There are three main types of taxes, each with very different properties: progressive, proportional, and regressive. This article will describe the most important details of each of these systems.
Direct and Indirect Taxes
Direct taxes are taxes on wealth, profit, and income. Such taxes are levied on the individual’s income or profits. Indirect taxes are placed on goods, and the burden of the tax can be divided between the buyer and the seller. For example, the statewide sales tax in the state of California is 7.25%.
A marginal tax rate is an extra tax imposed for each additional dollar earned. The average tax rate is the ratio of the total tax paid over the total income earned.
Types of Taxes
1. Progressive Tax System
In a progressive tax rate system, higher-income individuals pay an increasingly higher proportion of tax as their incomes rise. In this case, the marginal tax rate would be higher than the average tax rate. A progressive tax is cited as a method to reduce overall inequality in society, and also contributes to economic growth and reduced unemployment by increasing low-income people’s purchasing power.
Most economies around the world use a progressive tax to assess taxes for individual income.
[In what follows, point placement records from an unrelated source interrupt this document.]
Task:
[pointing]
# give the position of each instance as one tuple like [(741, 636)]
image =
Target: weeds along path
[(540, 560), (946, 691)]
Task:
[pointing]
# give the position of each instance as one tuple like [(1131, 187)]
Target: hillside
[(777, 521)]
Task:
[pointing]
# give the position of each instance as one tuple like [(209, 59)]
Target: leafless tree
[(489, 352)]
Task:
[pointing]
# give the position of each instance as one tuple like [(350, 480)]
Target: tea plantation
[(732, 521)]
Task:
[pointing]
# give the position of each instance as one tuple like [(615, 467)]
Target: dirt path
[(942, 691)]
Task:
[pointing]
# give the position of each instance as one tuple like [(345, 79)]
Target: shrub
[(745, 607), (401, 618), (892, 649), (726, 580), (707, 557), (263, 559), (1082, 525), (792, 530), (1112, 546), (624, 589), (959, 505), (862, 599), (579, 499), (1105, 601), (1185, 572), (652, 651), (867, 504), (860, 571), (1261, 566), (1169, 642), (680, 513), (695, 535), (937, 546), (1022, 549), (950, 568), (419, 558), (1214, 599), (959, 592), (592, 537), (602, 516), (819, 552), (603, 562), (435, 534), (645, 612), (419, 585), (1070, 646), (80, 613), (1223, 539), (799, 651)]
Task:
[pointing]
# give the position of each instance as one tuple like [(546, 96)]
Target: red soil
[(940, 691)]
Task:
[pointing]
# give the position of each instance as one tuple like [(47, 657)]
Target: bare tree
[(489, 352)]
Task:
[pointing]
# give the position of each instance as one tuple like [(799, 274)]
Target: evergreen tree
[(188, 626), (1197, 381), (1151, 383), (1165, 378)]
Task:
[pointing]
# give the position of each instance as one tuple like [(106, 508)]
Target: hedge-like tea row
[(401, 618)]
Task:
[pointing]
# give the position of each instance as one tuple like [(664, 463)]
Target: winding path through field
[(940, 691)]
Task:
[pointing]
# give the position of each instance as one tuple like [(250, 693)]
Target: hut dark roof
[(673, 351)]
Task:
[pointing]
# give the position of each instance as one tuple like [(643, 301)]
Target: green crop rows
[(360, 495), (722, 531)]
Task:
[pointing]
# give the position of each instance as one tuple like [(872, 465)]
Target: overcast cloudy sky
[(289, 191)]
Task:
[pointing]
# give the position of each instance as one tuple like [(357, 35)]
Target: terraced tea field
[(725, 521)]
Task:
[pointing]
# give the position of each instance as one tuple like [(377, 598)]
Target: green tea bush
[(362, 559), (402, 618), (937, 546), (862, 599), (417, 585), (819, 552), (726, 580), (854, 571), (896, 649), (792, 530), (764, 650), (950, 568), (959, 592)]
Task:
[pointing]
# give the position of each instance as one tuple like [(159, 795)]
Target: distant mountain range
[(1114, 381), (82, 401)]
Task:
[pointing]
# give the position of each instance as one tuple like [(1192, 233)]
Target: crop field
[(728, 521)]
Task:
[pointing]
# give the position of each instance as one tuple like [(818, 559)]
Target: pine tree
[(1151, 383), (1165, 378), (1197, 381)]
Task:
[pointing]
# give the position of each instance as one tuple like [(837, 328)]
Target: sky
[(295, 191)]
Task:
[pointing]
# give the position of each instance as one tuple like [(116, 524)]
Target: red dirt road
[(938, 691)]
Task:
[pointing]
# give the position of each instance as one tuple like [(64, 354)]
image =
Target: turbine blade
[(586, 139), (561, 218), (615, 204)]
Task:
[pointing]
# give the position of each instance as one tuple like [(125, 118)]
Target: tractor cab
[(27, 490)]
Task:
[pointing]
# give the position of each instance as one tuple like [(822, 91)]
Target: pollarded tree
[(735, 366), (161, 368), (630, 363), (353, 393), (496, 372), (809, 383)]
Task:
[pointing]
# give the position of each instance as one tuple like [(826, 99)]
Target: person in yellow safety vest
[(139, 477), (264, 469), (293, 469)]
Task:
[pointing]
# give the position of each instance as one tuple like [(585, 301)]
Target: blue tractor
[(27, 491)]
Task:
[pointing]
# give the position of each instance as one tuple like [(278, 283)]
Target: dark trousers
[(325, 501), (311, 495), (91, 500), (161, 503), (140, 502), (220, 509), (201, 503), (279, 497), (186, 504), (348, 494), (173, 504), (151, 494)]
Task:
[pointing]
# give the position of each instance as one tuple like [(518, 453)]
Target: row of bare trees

Common, well-known examples of progressive taxes include estate taxes, tax on interest earned from savings and investments, and tax credits for vulnerable groups.
2. Proportional Tax System
In a proportional tax rate system, which is also known as a flat tax, everyone pays the same proportion of their income as tax, no matter how high or low their income is. The tax rate does not change with an increase or decrease in income, although many critics note that proportional taxes unfairly burden those with fewer resources.
In this system, the average tax rate is equal to the marginal tax rate. It exists in Latvia and Russia and is considered by some to be more “fair” and easier to manage for everyone, since no one is exempt. Some states in the U.S., such as Colorado, Utah, and Michigan, impose a proportional income tax for individuals. Another example of proportional taxation is the U.S. sales tax, as all consumers pay the same fixed tax rate as a percentage of the cost of the goods they’re purchasing.
3. Regressive Tax System
A regressive tax is a type of tax that results in a decrease in the tax rate as the amount subject to taxation increases. In a regressive tax rate system, individuals with lower incomes pay a higher proportion of their income as tax than individuals with higher incomes. Here, the marginal tax rate is lower than the average tax rate.
Any tax with a cap above which no taxes are paid can be considered a regressive tax. Examples of regressive tax include some forms of property taxes as well as sin taxes, among others.
Progressive vs. Proportional vs. Regressive Taxes
As you now know, tax systems can be either progressive, proportional, or regressive. To reiterate, progressive taxes have greater financial ramifications for the wealthy—for those with higher incomes, who pay a higher proportion of their total income—than for the poor.
Proportional taxes have a fairly equal financial effect on earners of all income levels, because everyone in such a system pays the same tax rate (although low-income taxpayers have much less money left over, so in practice the effects are not actually even across the board).
Finally, regressive taxes have a much stronger effect on low-income individuals and families than on those with high incomes. Of these three kinds of taxes, the most common is a progressive tax schedule, which ensures that low-income earners don’t lose a higher proportion of their earnings to taxation than the rest of society.